Cédric Villani note qu’il y a de moins en moins de limite à la complexité des modèles, « on le voit avec celui de la collision des trous noirs pour observer les ondes gravitationnelles ». On arrive même à reproduire des modèles sans les comprendre, « c’est le cas des voitures qui avancent sans chauffeur sans qu’on ait étudié la méthode de conduite ». Avec le risque d’une « grande humiliation », dans le cas où on arriverait à se dire, « finalement, les modèles on s’en fiche, le plus importants, c’est d’additionner des exemples ! ».

La chauve-souris chante pour ne pas sombrer

Le mathématicien met la chauve-souris en équations

Dernière modélisation qu’il avait proposée dans un moment de surbooking après l’obtention de sa médaille Fields, en 2010, « la mathématique de la chauve-souris ». Le génie note ses deux particularités : leur vol, « erratique par rapport aux autres oiseaux », et l’écholocation, ce signal que ce volatile aveugle envoie pour connaître sa position, et qui lui revient après avoir buté sur un obstacle par exemple, « grâce au temps mis par ce retour, elles sait à combien de distance elle est d’un objet ». « Mais on nous expliquait qu’un signal ne peut pas être à la fois localisé en temps, et en fréquence. Donc comment fait-elle pour à la fois localiser en continu l’insecte mobile qu’elle va manger ?
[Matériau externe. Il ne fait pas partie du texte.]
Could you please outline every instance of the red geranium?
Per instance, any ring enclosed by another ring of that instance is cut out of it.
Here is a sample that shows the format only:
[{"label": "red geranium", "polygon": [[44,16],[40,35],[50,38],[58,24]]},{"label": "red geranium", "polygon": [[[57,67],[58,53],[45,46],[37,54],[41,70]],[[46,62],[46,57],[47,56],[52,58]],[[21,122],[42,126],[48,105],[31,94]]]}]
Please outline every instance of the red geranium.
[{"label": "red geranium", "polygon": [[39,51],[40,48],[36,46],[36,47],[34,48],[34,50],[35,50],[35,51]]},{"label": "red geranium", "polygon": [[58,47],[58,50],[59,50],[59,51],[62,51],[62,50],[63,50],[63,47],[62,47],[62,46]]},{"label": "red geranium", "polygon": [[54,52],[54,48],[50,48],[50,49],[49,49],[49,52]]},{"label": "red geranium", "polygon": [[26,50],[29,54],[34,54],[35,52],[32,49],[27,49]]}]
Comme pour l’effet Doppler, cette déformation du son que l’on connaît lorsque passe une ambulance, la chauve-souris va émettre des sons oscillants, « elle envoie des chants pour se localiser en temps et en fréquence. Elle a découvert la théorie des Ondelettes ! Avec une efficacité à 95%. »

Lorsqu’un tel agitateur de neurones est dans les parages, il ne faut pas le manquer, l’amphithéâtre n’était malgré tout qu’à moitié rempli au CUFR de Dembéni. Les enseignants de maths de l’île pourront profiter d’une séance ce samedi à 7h au collège Kwalé de Passamainty, lors d’une conférence pratique sur la modélisation, dans le cadre de la Fête de la Sciences.

Les personnes intéressées peuvent venir sur place dès 7h pour s’inscrire.